Another wave approaches. I’m careful not to
sit too deep and not too far on the outside. The peak stands up fast and curls
over, but I’m further on the shoulder where it’s slower. As I’m dropping, I’m
surprised to see a little shoulder to work with. I’m pumping and accidentally
pump a little too high, but then my board swivels back down in such a smooth,
spilling fashion, and then I’m pointed back down the line without losing speed.
I’ve never felt this before. I think I pulled off an “imitation floater.” The
shoulder’s tapering down to about two feet, but I still outstretch my arms and
manage a little arc to end the ride. I fall at the end of the turn, but it’s
still a exclamation for a fun, unexpected wave.
I resurface stoked. I love the foam, I love
the stench, I wouldn’t mind to drink just a little bit of the water if it just
so happened to splash in my mouth.

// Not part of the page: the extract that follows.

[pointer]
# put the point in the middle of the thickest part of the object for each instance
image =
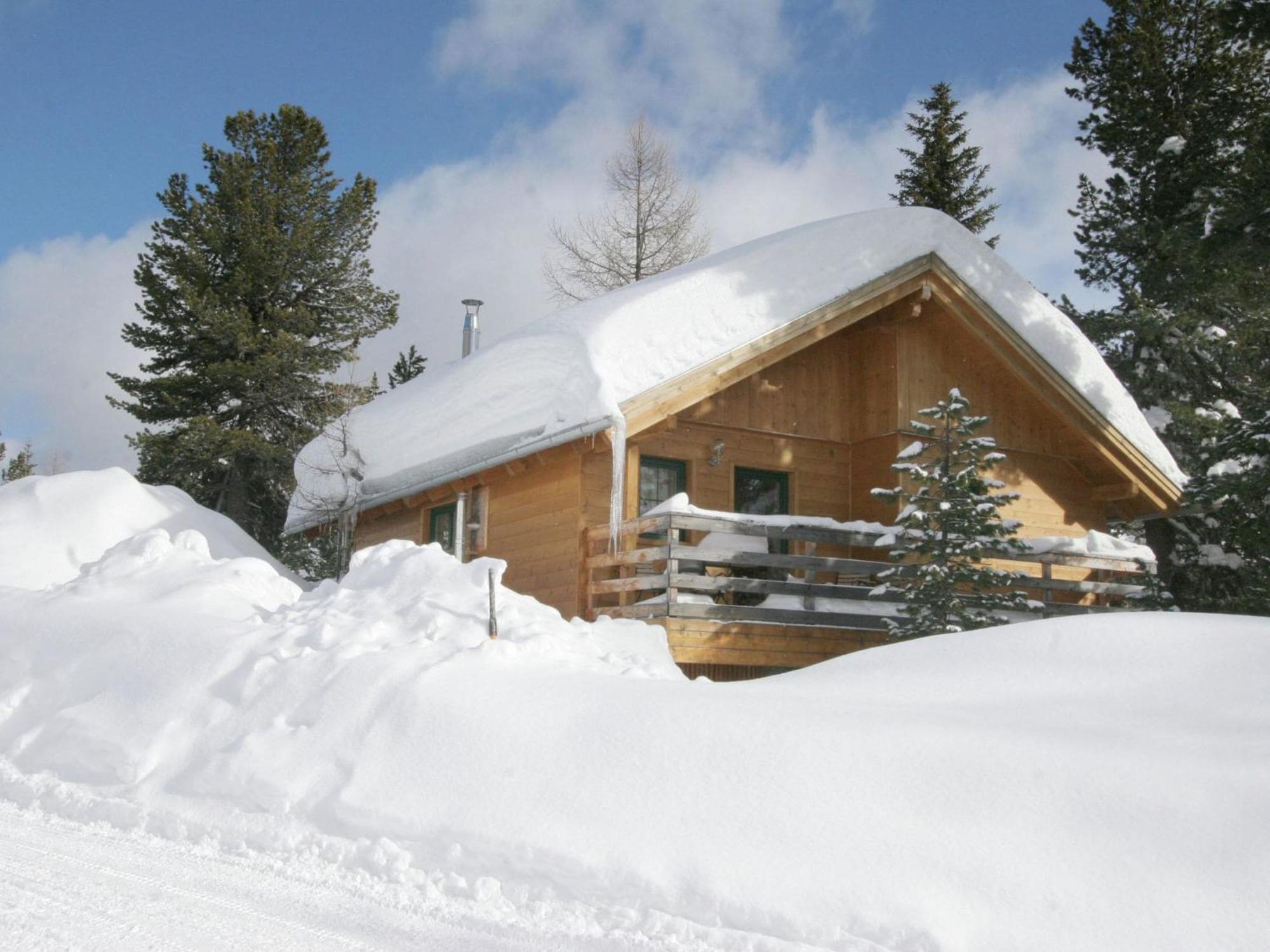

It’s a jewel of a ride given that this is HB
slop.
The second decent wave I get is a right. It’s
a little fast, but I force a turn off the lip before it crashes down.
The tide is lowering, but it’s not helping
at all. I had hoped that it would, but . . . that’s just the SS. I catch a wave
right at the peak, and it closes out so fast that the lip turns to foam before it
crashes. I try to ride it out, which I can usually pull off, but the tide’s so
low that all the water sucks out from the bottom. My left ear smacks the water
so fast that I barely remember falling. I’m shaken around a bit underneath, and
when I resurface the back of my throat feels parched and dry. I grimace as I
grab my board and paddle out past the break. My ear throbs. It feels like someone
cupped both of their hands and slammed them against both earholes. I can’t stop
spitting. The back of my mouth is a mucous factory. The pain subsides after
fifteen minutes.
I walk back to the car, not triumphant but
still glad that I paddled out. I change and head out to Fullerton where I pick
up Chelsea. From there I take her to the best Chinese food in Torrance, and we
mall hop to find a Windsor so she can buy a dress.
“Matt,” she says, “Does this color look
good on me?” She smiles. Despite her turning nineteen in a couple months, she’ll
always be that little toddler running around my Grandpa’s old house on
Malialani Place.
“Yeah, yeah. Sure.” I look back down to my
phone and play with the apps. I’m horrible at this sort of thing.
We head back to the house where my sister
picks us up, and then . . . the madness begins. MOVING SUCKS.
I love reading these, it's a great distraction from my homework.